La question n’est pas celle d’un PM. Mais, celle du préalable. Si nous sommes d’accord pour respecter la constitution, il n’y a pas de problème mais, si c’est pour être là à tergiverser, à savoir s’il faut organiser un référendum, si le président peut avoir 5 ans, ce n’est pas la peine. Dans ce cas-là, même si on nous donne la primature, mieux vaut ne pas pactiser.

Que se passe-t-il exactement au MPP ? Des rumeurs font état de dissensions au sommet et même des démissions imminentes et pas des moindres !

Tout laisse croire que le MPP est la cible à abattre du CDP. Il s’agit, en réalité, d’une entreprise organisée de désinformation de nos adversaires politiques. Cela ne nous surprend guère et nous demeurons convaincus que, quelles que soient les méthodes utilisées, les instigateurs seront déçus des résultats, s’ils ne le sont pas déjà. J’invite les militants à rester sereins et concentrés sur les objectifs qui sont les nôtres à cette étape de la vie du parti et à poursuivre notre implantation et notre assise au sein du peuple.

Quel bilan pouvez-vous faire de la mise en place de vos structures ?

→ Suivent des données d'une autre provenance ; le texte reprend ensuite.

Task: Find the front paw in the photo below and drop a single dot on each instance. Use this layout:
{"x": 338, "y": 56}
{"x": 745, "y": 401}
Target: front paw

Après la mise en place des structures géographiques dans les régions, les provinces et les communes, nous sommes à la phase de finalisation des bureaux des comités des secteurs et des villages. De même, la mise en place des bureaux des unions des femmes, des jeunes et des anciens, ainsi que celles des marchés et yaars, des secteurs structurés et du secteur informel, se déroule avec satisfaction sur l’ensemble du territoire. L’ensemble du processus sera terminé en fin septembre.

A l’évidence, vous serez le candidat du MPP pour la prochaine présidentielle…

Le moment venu, le parti décidera du choix de son candidat, dans le respect des textes qui le régissent.

Peut-on s’attendre à une candidature unique de l’opposition ?

Pourquoi pas ? Après tout, nous faisons actuellement, de grandes choses, ensemble et avec bonheur.

L’actualité de la sous-région est marquée par la psychose liée à l’épidémie d’Ebola, alors même que les craintes liées aux conflits n’ont pas entièrement disparu. Quelle réflexion cela vous inspire-t-il ?

L’épidémie d’Ebola, au regard du taux de mortalité et de sa fulgurante progression à travers les frontières, nous préoccupe au plus haut point. Je saisis cette occasion pour exprimer la solidarité de notre parti aux peuples de Guinée, du Libéria, de la Sierra-Léone et du Nigéria, ainsi qu’à tous ceux qui vivent dans la psychose liée à cette maladie. Face à cette épidémie, nous devons encourager les pouvoirs publics à accroître la vigilance et à renforcer les mesures de prévention, tout en développant la coopération médicale sous- régionale et internationale. S’agissant des conflits, il faut reconnaître que notre sous-région fait face à l’apparition de groupes armés qui réclament ouvertement leur affiliation au terrorisme international. C’est pourquoi, nous saluons les efforts déployés, à travers la coopération régionale et internationale, pour lutter, avec efficacité, contre cette gangrène qu’est le terrorisme. Je suis convaincu qu’aucun Etat ne peut, tout seul, venir à bout de ces fléaux et que la solution réside dans la mutualisation de nos forces et de nos moyens, à travers une véritable intégration africaine.